Everyone on this forum knows that fudging on apps takes place every day. It's unfortunate because I believe that it directly leads to credit inexperienced individuals (and even the savvy one's) to over extend themselves. These credit limits are issued with the individuals stated ability to pay. I strongly recommend that one not fudge one's ability to pay back your debt. It is a recipe for financial disaster. Obviously, you know when apping that you are doing something wrong if you have to think about what you could get away with claiming as income. I'm not referring to stay at home spouses or the like- there are laws designed to ensure equity but even then- 2 people in a household claiming the same income apping for separate accounts consistently could lead to the very same outcome of being over extended. Be realistic and true to yourself. You know what you can pay back based on your income. Don't fudge it.
Seconded..
Kind reminder this is a bump of an old thread.
@Anonymous wrote:
This kid should not be applying in the first place. He only makes 60k a year if he even truly makes that. The card is better utilized by people with 6figure incomes from a real job or business. Not students reporting daddy's income. And do you really want to pay the $95 annual fee? It's actually cheap compared to other signature cards some of which are up to $400 a year but do YOU want to deal with that? Do you travel a lot? I don't think you honestly can afford this card or afford to spend 2k a month on it. Top card for people with high incomes travel a lot and spend a couple grand each month. Not low income people. You should not apply to this card just because its pretty, be wise and mature about your credit choices.
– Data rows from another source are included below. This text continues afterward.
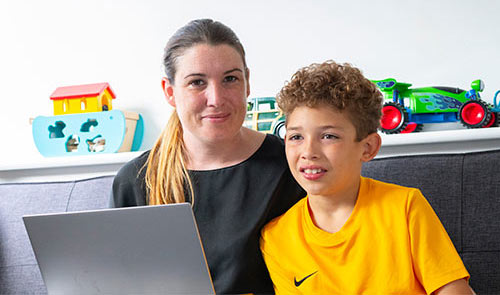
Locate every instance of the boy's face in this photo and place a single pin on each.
(322, 151)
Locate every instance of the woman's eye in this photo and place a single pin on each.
(196, 83)
(230, 79)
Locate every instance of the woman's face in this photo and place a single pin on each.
(209, 93)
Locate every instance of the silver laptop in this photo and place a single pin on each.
(135, 250)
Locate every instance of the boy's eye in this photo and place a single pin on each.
(294, 137)
(330, 136)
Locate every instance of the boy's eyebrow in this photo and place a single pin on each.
(204, 75)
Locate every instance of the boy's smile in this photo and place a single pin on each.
(322, 151)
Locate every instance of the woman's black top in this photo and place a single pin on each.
(231, 206)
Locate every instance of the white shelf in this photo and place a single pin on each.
(440, 142)
(40, 169)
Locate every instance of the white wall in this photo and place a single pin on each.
(52, 43)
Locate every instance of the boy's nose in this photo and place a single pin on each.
(215, 95)
(310, 150)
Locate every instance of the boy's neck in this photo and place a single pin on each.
(331, 212)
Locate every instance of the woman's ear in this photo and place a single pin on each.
(247, 76)
(371, 146)
(168, 90)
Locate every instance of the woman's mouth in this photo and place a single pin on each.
(216, 118)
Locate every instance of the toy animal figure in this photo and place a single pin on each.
(97, 144)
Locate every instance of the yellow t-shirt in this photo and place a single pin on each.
(393, 243)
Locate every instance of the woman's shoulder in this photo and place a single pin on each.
(272, 146)
(133, 167)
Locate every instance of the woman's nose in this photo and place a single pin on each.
(215, 95)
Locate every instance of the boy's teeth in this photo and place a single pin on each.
(312, 171)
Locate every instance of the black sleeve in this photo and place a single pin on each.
(129, 188)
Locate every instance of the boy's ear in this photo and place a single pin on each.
(371, 146)
(168, 90)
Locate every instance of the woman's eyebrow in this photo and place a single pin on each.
(235, 69)
(204, 75)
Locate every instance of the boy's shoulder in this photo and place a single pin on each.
(286, 222)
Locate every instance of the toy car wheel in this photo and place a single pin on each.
(475, 114)
(280, 129)
(394, 118)
(493, 121)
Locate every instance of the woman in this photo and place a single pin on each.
(237, 179)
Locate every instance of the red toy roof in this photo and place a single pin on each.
(87, 90)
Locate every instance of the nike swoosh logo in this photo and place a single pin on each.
(298, 283)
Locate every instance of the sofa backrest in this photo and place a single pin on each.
(464, 190)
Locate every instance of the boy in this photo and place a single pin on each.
(351, 235)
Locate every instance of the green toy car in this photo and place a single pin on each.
(406, 109)
(264, 115)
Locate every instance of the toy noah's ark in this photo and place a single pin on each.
(84, 122)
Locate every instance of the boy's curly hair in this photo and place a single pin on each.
(340, 86)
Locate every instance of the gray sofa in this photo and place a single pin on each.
(463, 189)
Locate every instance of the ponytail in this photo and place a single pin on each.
(166, 173)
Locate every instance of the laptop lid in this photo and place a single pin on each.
(134, 250)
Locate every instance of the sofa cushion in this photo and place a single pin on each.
(439, 177)
(19, 273)
(481, 207)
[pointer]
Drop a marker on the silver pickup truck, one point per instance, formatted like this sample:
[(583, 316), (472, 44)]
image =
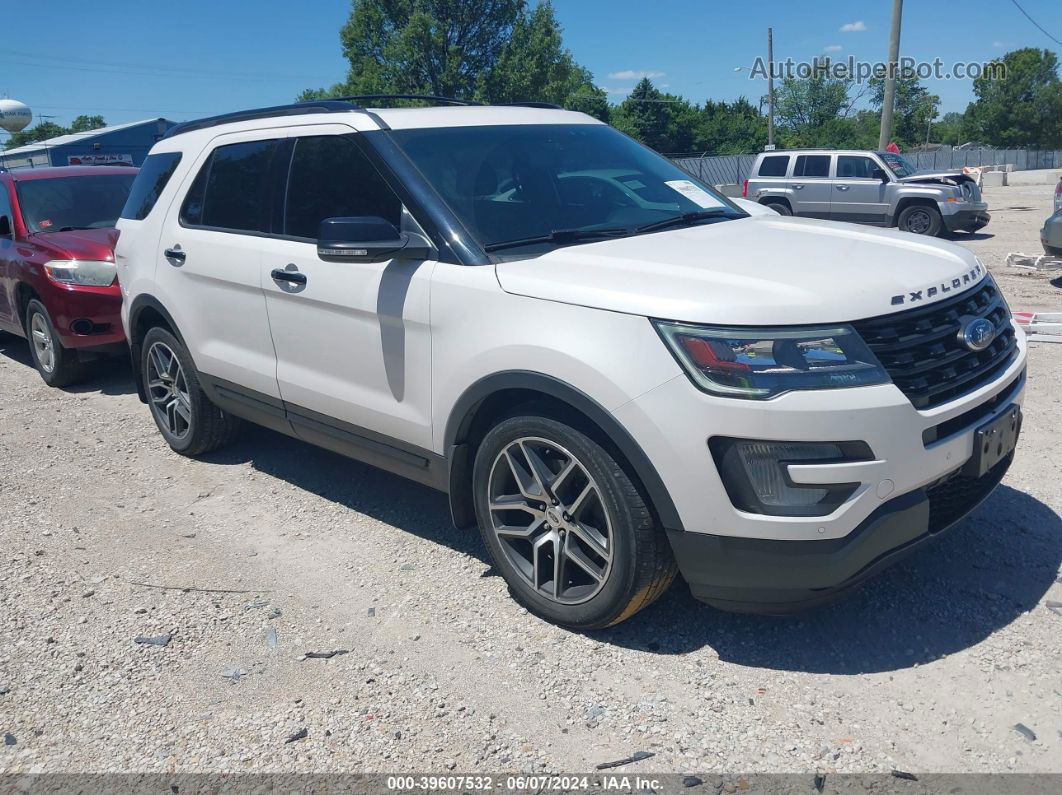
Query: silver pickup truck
[(876, 188)]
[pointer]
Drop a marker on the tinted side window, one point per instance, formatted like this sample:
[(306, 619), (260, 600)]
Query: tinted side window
[(330, 177), (774, 166), (232, 190), (812, 166), (854, 167), (149, 184)]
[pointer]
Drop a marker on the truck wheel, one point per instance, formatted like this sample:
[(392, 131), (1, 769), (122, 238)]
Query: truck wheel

OK, old thread, but to respond to the recent comment: I agree that it isn't a good long term card for that income level.
However, AF is waived the first year, and providing the $3K spend can be met (and there are lots of ways of doing that), there is a 40K bonus which is worth at a minimum $400. Not taking it, assuming that Chase approves, is leaving free money on the table. It's not the OPs problem that Chase chooses to issue such a generous offer.